Table III summarises the radiological findings. Pre-operative radiographs showed evidence of implant loosening in 31 elbows. Only three radiologically loose implants had been fixed with cement (Fig. 1), whereas the remaining loose implants were uncemented (Fig. 2). Of the 28 loose uncemented implants, 11 had been specifically designed to be placed loose in the intramedullary canal of the radius (Fig. 3). Signs of instability were found in 11 elbows (11 patients). There was subluxation in the radial head in five (Figs 2 and 4), a complete dislocation in three, and dissociation of the radial head from the stem in three (Fig. 5). There were radiological signs of overlengthening and joint over-stuffing in 11 elbows (Fig. 6). These findings were confirmed at surgery. However, there was no significant difference in the range of flexion, extension, pronation and supination between patients in whom the radiocapitellar joint was over-stuffed and those where the prosthesis was of the correct length (student t-test; flexion p = 0.38, extension p = 0.45, pronation p = 0.79, supination p = 0.65).
Further procedures.
In 17 patients the radial head replacement was removed and not replaced. The radial head component from a bipolar prosthesis which had become dissociated from the stem was removed in one patient, leaving the stem in place (Fig. 6). In 23 patients (24 elbows) the radial head replacement was removed and replaced. In 17 patients (18 elbows) the revision stem was cemented into place. A bipolar design was used in 17 patients (17 elbows). In two patients (two elbows) only the radial head component of a bipolar design was replaced, and the stem was left in situ. In one of these the metal radial head was replaced with a polyethylene component and a capitellar replacement was inserted at the same time. In the other patient (one elbow), the radial head component was replaced because of dissociation of this component from the stem. In three patients (three elbows) the radial head was removed and a total elbow replacement was implanted. These three patients (three elbows) are not included in the data in Table IV. Severe erosion of the articular cartilage of the capitellum was noted at the time of further operation in 18 patients (20 elbows).

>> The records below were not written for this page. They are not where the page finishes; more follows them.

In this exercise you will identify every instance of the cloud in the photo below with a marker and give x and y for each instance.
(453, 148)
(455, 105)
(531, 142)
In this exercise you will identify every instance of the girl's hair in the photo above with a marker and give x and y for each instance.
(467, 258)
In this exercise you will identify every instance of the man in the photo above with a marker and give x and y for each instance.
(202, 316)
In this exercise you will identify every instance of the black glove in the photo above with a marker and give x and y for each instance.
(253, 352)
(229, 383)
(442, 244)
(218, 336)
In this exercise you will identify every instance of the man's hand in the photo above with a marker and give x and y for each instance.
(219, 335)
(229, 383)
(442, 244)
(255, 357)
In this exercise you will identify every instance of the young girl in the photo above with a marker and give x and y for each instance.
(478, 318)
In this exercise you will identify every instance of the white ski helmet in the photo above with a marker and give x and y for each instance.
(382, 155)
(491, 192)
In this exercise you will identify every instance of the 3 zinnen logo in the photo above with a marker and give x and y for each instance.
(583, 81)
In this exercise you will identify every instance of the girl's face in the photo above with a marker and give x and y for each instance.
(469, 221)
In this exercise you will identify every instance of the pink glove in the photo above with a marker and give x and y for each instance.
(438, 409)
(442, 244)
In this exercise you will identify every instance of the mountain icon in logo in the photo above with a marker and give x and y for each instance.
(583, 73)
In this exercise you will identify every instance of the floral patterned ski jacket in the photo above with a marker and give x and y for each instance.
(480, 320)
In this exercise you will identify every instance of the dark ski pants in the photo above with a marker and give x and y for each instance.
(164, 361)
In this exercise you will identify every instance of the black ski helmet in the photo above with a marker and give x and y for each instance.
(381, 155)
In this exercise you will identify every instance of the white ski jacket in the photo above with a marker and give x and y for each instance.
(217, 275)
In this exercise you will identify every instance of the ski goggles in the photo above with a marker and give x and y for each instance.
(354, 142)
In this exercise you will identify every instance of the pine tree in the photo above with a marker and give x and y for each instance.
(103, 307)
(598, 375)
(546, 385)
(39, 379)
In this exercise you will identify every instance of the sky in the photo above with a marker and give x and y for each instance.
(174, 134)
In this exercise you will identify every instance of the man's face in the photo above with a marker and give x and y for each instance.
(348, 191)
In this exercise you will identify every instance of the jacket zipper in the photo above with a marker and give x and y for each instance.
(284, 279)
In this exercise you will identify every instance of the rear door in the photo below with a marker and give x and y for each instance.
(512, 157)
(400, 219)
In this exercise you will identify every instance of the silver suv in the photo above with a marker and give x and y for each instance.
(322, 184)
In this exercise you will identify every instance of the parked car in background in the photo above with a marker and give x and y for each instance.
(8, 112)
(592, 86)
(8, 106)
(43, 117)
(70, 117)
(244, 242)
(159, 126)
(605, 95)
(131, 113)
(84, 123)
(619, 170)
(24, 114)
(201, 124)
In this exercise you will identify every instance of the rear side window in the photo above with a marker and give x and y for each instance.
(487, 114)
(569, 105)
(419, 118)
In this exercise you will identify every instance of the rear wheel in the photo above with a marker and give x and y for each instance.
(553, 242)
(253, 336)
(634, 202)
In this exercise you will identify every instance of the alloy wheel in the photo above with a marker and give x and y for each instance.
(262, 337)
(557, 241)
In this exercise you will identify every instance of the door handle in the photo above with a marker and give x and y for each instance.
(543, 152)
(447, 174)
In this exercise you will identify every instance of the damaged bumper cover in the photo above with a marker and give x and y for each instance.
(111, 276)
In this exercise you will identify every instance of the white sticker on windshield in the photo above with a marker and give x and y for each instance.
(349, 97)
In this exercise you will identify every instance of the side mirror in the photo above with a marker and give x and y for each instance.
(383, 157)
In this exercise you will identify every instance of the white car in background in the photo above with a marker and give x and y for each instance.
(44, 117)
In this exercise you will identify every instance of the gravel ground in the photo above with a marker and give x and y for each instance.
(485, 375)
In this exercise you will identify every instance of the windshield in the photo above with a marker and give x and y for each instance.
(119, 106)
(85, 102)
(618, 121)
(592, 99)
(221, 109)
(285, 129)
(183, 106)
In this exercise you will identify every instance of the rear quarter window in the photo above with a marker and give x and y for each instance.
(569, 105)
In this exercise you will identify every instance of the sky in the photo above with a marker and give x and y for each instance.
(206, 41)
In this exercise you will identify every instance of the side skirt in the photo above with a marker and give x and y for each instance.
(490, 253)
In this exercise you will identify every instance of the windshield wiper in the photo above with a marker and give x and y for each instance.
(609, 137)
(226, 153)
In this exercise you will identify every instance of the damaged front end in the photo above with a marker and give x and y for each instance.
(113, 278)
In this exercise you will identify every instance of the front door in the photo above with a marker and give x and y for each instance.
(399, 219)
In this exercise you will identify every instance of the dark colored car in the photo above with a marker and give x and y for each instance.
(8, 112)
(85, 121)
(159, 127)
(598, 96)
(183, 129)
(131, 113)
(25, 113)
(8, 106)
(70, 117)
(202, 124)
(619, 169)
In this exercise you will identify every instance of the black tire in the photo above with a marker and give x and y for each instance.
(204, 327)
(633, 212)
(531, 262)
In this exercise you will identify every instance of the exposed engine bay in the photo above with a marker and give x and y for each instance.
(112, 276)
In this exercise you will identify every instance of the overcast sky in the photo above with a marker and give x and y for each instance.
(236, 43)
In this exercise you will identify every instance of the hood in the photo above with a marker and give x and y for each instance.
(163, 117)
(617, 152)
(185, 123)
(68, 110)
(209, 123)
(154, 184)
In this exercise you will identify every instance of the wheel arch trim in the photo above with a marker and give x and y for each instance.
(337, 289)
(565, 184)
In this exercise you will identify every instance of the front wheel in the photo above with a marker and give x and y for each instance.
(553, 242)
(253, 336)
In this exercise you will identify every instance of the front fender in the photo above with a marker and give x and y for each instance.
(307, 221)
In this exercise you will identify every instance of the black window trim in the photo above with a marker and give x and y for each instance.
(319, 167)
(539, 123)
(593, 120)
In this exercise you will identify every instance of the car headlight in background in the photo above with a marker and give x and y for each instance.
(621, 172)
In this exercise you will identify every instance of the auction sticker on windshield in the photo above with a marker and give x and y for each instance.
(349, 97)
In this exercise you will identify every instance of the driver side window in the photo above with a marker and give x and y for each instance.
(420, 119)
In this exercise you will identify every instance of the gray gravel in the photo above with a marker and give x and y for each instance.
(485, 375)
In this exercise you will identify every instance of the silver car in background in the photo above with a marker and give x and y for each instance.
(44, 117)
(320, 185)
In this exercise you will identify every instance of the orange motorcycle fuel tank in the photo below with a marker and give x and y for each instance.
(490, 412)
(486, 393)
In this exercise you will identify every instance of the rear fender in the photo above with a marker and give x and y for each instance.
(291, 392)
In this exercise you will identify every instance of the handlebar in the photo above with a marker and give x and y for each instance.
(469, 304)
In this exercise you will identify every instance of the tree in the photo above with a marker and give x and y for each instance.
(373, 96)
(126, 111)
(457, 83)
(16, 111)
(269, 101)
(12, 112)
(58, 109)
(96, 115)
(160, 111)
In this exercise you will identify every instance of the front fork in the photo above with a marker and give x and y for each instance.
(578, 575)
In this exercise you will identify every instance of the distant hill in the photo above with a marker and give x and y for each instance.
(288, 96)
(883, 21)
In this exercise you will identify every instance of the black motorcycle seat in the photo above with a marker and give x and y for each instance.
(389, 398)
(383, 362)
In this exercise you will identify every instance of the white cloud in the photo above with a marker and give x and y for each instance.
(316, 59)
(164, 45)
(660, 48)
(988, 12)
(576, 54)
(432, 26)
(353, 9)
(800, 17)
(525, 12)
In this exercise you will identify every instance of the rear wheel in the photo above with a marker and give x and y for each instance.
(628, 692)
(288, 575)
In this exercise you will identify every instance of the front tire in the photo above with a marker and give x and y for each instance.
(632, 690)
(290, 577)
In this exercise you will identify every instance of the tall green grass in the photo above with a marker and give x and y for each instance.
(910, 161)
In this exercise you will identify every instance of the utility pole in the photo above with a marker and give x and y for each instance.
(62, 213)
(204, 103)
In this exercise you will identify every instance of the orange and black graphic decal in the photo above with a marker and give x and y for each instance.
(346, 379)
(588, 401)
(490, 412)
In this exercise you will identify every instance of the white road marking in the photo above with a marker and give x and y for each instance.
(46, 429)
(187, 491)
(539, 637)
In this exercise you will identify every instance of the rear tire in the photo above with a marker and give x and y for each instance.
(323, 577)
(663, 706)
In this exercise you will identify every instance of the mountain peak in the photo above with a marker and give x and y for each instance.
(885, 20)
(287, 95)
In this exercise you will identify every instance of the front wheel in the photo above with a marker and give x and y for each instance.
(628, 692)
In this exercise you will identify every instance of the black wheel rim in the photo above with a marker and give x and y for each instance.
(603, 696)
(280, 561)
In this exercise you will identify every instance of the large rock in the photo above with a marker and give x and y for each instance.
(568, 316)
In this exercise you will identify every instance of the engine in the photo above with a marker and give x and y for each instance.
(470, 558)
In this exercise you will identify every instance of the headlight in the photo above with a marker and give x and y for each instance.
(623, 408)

Effect on failure of the design and the timing of the index replacement of the radial head.
The clinical, radiological and pre-operative findings are shown in Tables IV and V. The radial head was replaced for osteoarthritis in one patient (one elbow) and for rheumatoid arthritis in another. These two patients were not included in the data in Tables IV and V. We found no significant difference for flexion, extension, pronation and supination excursion between designs (p > 0.05).
Bipolar implants had been inserted at a significantly longer interval after trauma than the loose stem unipolar designs (p = 0.037). There was no significant difference in this interval between the loose-stem unipolar and the fixed-stem unipolar, nor between the fixed-stem unipolar and the fixed stem bipolar designs. There were no significant differences between designs for time to failure or osteoarthritis scores (p > 0.05). Loosening was less common in fixed-stem bipolar implants. Five of eight fixed-stem bipolar implants had been cemented in place, and three were uncemented. Both loose fixed-stem bipolar implants had been implanted without cement. Radiocapitellar subluxation did not occur in any of the bipolar implants, but capitellar erosion was more prevalent in this group. Relatively more bipolar prostheses were used in reconstructive procedures delayed more than six weeks after trauma. The difference in the radiological osteoarthritis score was significant between patients who had acute implantation (less than one week) of the radial head replacement and those who had delayed implantation (more than six weeks) (p = 0.03). We also found a significantly increased fixed-flexion deformity in patients in whom the radial head had been implanted at between one to six weeks, compared to acutely (p = 0.03). Over-lengthening, radial head subluxation, component dissociation and instability all occurred more often in the one- to six-week group. Capitellar erosion occurred more often when the implant was inserted more than six weeks after trauma.
Discussion
Replacement arthroplasty of the head of the radius is commonly used in the treatment of radiocapitellar disorders. However, there is little published information regarding the complications and rate of revision of this procedure.
Painful loosening,21 radioulnar synostosis,21,22 dissociation of the components23 and deep infection24 have been reported. In this study, implant loosening was the most common radiological finding prior to further surgery in 29 patients (31 elbows). In contrast with the findings of other authors who found a high rate of radiolucent lines in asymptomatic patients,14,21,24–27 all 29 patients (31 elbows) with a radiologically loose implant had pain, which was moderate or severe in 28 patients (29 elbows). Loosening of a fixed-stem bipolar implant was less common, possibly because the stresses at the radial head component are transmitted less, protecting the stem interface.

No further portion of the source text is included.